Reviewing the evidence base for de-escalation training: a rapid evidence assessment
De-escalation training for NHS staff may not in itself reduce the number of violent or aggressive incidents, but it has been shown to contribute to a significant reduction in lost workdays, improved staff retention, reduced complaints, and reduced overall expenditure, and it may help staff to manage patient violence and aggression.
However, using comprehensive approaches to managing violence in NHS settings may be more effective than de-escalation training alone.
Violence in the workplace is a major issue for healthcare providers. Estimates suggest that around 15 per cent of NHS staff in England experienced physical violence in 2017. Those running healthcare services have a duty of care to their staff to prevent and minimise workplace violence, but complete eradication of violence is not always possible given the types of work that some healthcare professionals do and the patients with whom they work.
As a way to help staff manage, reduce or prevent violence from occurring in the first place, NHS England and NHS Improvement asked RAND Europe to conduct an analysis of de-escalation training to support the development of this type of training within health settings.
The study focused on individual skills-based training to help reduce workplace violence and addressed four overarching research questions:
- Is de-escalation training effective in managing violence towards NHS staff?
- What are the benefits and key methods used to provide the training?
- What are the key types of training and content within the evidence base?
- What are the factors of success in deploying training from the evidence base?
To answer the research questions the team conducted a rapid evidence assessment (REA) of de-escalation training literature. REAs allow for a systematic and critical assessment of the scope and quality of the evidence available. Given that there were several existing reviews evaluating the efficacy of de-escalation training in healthcare settings, the researchers' approach to the REA was to perform a review of existing de-escalation training reviews and other individual skills-based approaches to aggression management within the last 10 years (March 2009-March 2019).
Training may help staff to manage patient violence and aggression.
When staff have the appropriate knowledge, confidence and skills for handling aggressive or violent patients they may be less likely to experience negative outcomes such as injuries.
De-escalation training may not in itself reduce the number of violent or aggressive incidents.
Evidence on whether de-escalation training is effective at reducing violent incidents is mixed, with few studies evaluating long-term effects of training. When reductions in violence were reported, they were not always sustained throughout a given study period, which may indicate there is a need for periodic interventions.
De-escalation training has been shown to contribute to a significant reduction in lost workdays, improved staff retention, reduced complaints, and reduced overall expenditure.
Key individual benefits from the training additionally show improved knowledge and confidence in identifying and handling aggressive patients. Providing staff with the tools to handle violent situations when they do occur is suggested to limit the negative impact of aggression and violence.
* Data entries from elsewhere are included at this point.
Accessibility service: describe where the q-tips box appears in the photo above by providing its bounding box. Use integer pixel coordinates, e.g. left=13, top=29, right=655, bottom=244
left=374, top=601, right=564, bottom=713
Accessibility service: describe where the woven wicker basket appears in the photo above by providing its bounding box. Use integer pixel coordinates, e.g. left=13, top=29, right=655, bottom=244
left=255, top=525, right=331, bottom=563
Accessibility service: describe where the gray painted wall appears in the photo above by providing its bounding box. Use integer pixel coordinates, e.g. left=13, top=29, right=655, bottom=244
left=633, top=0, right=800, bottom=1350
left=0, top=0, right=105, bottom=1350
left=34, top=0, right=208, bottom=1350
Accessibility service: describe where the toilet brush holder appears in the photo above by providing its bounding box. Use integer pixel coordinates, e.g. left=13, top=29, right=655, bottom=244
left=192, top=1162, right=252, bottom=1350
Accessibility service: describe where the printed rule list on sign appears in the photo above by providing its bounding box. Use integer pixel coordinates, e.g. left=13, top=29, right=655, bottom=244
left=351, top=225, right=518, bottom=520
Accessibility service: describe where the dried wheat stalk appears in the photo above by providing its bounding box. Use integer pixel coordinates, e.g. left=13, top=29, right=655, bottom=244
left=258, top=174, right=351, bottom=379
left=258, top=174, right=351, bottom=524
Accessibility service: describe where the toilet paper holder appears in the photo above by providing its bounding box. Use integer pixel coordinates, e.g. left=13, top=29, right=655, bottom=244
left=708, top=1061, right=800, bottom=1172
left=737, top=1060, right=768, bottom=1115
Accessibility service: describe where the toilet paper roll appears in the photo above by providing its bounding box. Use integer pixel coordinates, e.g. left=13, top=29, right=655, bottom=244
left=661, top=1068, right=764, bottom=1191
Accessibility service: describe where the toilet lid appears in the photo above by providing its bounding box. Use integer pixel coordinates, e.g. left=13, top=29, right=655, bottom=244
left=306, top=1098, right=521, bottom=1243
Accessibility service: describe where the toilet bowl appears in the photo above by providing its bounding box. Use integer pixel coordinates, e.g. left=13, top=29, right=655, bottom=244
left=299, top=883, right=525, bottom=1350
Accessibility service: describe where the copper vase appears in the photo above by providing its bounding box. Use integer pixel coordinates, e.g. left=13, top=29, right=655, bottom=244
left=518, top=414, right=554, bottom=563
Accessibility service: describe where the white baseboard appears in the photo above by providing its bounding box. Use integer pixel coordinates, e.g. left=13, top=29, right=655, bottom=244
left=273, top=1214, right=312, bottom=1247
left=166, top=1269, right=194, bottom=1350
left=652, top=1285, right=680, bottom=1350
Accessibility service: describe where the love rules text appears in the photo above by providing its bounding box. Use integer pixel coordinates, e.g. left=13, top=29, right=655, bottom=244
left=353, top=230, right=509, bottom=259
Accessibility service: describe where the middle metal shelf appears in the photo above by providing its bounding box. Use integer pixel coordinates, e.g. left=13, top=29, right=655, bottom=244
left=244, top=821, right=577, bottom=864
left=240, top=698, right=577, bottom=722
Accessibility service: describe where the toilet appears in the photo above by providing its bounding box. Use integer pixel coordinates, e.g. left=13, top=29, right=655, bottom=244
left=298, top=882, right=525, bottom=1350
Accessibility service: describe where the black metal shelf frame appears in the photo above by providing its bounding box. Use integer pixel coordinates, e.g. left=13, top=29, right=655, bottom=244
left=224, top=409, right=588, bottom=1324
Using comprehensive approaches to managing violence in NHS settings may be more effective than de-escalation training alone.
The limited evidence on the efficacy of individual skills-based training suggest that a combination of factors such as security measures, environmental design and policy interventions, in addition to individual skills-based training, may provide increased benefit.
Providing staff with the tools to handle violent situations potentially limits the negative impact of aggression and violence within those situations. The key benefits of this include:
- a reduction in lost workdays;
- a reduction in complaints; and
- improved staff confidence and retention.
Very few of the included reviews actually report on the methods used to provide the training, making it difficult to find common approaches and lessons learned. However there are indications that participants benefit from frequent provision of training, a culturally embedded programme of change to support the training and periodic refresher courses.
There are relatively few rigorous evaluation studies that provide for robust comparison and the quality of available evidence is limiting. Any efforts towards implementing de-escalation training would benefit from the inclusion of evaluation in their design. This would inform the development of the programme as well as support the knowledge base in general for de-escalation training.